Marcelo S. Petraglia – Músico, pesquisador, docente na Faculdade Rudolf Steiner, doutor em Psicologia Social, Música e Desenvolvimento Humano pela USP – Universidade de São Paulo, especialista em Musicoterapia Hospitalar e Organizacional pelo Centro Universitário FMU e mestre em Biologia Geral e Aplicada pela Unesp – Universidade Estadual Paulista Júlio de Mesquita Filho.
Notas
(1) Ver: Feeltone https://www.weplaywelltogether.com e Bernhard Deutz https://www.deutz-klangwerkstatt.de
(2) Ver: https://naturtonmusik.ch
(3) Ver: https://tama-do.com
(4) Atualmente, no Brasil, estima-se que mais de 120 conjuntos instrumentais desse tipo estejam sendo usados em clínicas, hospitais e consultórios em um bom número de cidades brasileiras. Ao certo, sabemos que nos estados do Rio Grande do Sul, Santa Catarina, Paraná, São Paulo, Rio de Janeiro, Minas Gerais, Mato Grosso do Sul, Mato Grosso, Bahia, Fortaleza, Piauí e Maranhão e no Distrito Federal, algum terapeuta trabalha com essa abordagem.

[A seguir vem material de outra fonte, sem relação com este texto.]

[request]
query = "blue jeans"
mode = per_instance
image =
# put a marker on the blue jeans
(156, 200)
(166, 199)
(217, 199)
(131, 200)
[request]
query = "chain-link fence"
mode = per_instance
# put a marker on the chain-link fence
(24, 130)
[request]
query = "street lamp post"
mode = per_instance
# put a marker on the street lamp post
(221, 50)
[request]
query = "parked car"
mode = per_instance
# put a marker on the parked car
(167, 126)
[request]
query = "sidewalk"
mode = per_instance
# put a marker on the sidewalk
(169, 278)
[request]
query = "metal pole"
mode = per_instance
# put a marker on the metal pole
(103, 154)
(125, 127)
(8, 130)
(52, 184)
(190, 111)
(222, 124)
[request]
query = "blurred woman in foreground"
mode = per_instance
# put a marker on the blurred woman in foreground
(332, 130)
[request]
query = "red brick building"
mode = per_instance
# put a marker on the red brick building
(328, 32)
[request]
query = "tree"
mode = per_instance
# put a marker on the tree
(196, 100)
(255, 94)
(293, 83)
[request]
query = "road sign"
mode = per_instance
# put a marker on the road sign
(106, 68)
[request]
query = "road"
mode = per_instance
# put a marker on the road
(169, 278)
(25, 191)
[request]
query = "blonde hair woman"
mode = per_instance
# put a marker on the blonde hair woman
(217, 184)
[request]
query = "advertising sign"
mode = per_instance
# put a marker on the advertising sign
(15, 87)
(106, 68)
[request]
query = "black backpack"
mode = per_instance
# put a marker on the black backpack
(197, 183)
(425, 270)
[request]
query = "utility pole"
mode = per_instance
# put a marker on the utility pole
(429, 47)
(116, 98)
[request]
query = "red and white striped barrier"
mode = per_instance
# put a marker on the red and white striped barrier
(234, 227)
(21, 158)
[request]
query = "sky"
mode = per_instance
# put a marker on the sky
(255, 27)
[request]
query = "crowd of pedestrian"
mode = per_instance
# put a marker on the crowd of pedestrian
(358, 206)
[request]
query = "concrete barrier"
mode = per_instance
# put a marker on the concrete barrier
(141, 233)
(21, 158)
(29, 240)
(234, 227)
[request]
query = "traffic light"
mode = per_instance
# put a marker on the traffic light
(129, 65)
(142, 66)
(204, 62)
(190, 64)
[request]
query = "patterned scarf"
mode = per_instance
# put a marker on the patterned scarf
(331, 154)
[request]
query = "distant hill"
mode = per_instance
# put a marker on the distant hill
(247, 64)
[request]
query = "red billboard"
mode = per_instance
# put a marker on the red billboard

(5) SANDLER, H. et al. Das Ganzkörper-Monochord: Wirkung auf EEG und sujektives Erleben. Musik-, Tanz-und Kunsttherapie. Göttingen, v.19, n.3, p.110-120, 2008.
Referências bibliográficas
TEIXEIRA, Andressa. Musicoterapia receptiva com a mesa lira no período de desintoxicação em dependentes químicos: estudo randomizado controlado. Dissertação (Mestrado em Música) – Escola de Música e Artes Cênicas da Universidade Federal de Goiás, Goiânia, 2019.
KEARL, Annette M. The swiss ressonance monochord table: inquiry into the healing complexity and transformative power of sound. Dissertation Submitted to the Faculty of the California Institute of Integral Studies in Partial Fulfillment of the Requirements for the Degree of Doctor of Philosophy in Transformative Studies. California Institute of Integral Studies, San Francisco, CA. 2017.
METZLER, Anna M. S. A mesa lira e sua contribuição para a musicoterapia: um estudo do seu significado precedendo sessões de shiatsu. Trabalho de conclusão de curso – Pós-graduação em Musicoterapia Organizacional e Hospitalar. Faculdades Metropolitanas Unidas, São Paulo, 2013.